Carbone slowly followed suit and lit his pre-stage bulb. And there they sat for what is estimated to be two and a half minutes, a lifetime for a cackling, nitro-burning engine. As Lemons frantically tried to wave Garlits into stage, Garlits’ engine started to smoke and steam from the canteen. Chief Starter Buster Couch realized the potential peril that literally was brewing and again ordered the drivers to stage and backed the crews and starting-line staff away. Lemons threw up his hands in frustration as if he knew what was coming.

His tires growing colder and engine and clutch hotter by the second, Garlits finally relented and staged. Carbone followed suit. The Tree flashed.

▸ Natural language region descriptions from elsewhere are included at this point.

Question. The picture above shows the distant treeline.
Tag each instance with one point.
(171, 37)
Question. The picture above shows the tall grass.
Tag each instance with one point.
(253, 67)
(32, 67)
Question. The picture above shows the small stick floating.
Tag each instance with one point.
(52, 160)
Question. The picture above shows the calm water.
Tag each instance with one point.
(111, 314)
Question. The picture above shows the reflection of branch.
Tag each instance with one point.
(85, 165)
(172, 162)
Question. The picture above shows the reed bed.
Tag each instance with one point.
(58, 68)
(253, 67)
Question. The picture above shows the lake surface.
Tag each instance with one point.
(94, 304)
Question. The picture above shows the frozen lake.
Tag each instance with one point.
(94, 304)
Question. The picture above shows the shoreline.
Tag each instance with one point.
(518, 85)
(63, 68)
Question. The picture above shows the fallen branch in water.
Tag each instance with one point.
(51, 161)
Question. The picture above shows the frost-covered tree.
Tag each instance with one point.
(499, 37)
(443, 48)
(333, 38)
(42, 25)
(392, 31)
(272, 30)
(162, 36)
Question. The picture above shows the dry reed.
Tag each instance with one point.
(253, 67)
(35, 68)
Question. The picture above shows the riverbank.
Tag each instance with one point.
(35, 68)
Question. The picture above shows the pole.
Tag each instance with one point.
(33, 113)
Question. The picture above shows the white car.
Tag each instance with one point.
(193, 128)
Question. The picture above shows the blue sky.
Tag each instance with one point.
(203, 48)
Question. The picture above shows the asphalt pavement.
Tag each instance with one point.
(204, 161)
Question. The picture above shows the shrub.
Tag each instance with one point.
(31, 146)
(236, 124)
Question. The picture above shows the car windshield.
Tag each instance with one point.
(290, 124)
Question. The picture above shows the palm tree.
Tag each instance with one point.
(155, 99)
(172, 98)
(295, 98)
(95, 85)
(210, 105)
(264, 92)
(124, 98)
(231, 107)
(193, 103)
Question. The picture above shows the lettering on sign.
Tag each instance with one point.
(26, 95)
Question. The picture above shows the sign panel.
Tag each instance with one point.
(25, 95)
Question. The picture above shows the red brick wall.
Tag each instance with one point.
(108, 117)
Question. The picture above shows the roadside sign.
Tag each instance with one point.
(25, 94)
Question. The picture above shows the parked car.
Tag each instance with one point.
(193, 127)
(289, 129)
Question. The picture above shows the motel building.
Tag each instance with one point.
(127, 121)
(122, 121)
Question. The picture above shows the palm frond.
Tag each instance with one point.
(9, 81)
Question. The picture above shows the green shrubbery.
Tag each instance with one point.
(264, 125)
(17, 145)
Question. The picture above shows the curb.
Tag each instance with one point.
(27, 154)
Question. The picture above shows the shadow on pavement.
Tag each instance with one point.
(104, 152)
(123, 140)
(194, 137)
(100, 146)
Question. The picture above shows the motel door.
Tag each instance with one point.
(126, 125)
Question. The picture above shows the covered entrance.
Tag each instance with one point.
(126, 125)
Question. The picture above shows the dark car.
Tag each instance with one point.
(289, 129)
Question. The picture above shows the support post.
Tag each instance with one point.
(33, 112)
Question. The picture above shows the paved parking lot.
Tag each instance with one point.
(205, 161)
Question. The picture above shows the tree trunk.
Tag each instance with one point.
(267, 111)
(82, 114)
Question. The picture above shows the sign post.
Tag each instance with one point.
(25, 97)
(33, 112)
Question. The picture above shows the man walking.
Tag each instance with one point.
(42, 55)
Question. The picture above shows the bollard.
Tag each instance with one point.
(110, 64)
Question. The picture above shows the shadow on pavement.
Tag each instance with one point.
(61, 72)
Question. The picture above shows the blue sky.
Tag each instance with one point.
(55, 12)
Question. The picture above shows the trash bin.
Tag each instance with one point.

The excess heat in Garlits' engine increased the horsepower by about 100 in his estimation (remember, the engines were only making about 1,500 hp at this time, so that’s a significant increase), and the heated clutch grabbed harder, and the predictable thing happened: Garlits smoked the tires.

Garlits went up in smoke and, to his credit and driving talent, still recovered enough to run 6.55, but Carbone was long gone to a 6.49 pass, with both cars running 229 mph.

Recalled Carbone, "I let the clutch out, and then I didn't see him. I kept waiting to see him, thinking, 'He'll be here any minute.' Then, 'Hmmm, that's the first light; I won this damn thing.' "

‘BIG’ REGRET

Years later, Garlits remarked, “I should have had my head examined, all I had to do was make sure my car was a little warm before going to the line, do the burnout, quickly stage, and Carbone would have had to stage with a cold engine. But I was stupid and had an ego bigger than all outdoors, I went up cold as ice to play the game! 

“I don't guess Carbone would have ever staged, the heat in the aluminum head 426 had reached phenomenal temperatures, and this increased the horsepower. The Goodyears couldn't hold the power, and I spun the tires instantly. Steve took an easy ride to his first and only U.S. Nationals win. He was a great guy and deserved to win that event as he was smarter that time. It doesn't pay to play games at national events when you have the upper hand!

"I didn't make the right decision. I'm only human. I should have gone bink-bink and staged, and he wouldn't have known what happened to him. I could have had nine U.S. Nationals championships instead of eight. That's the one race I'd like to do again. But it was my own fault."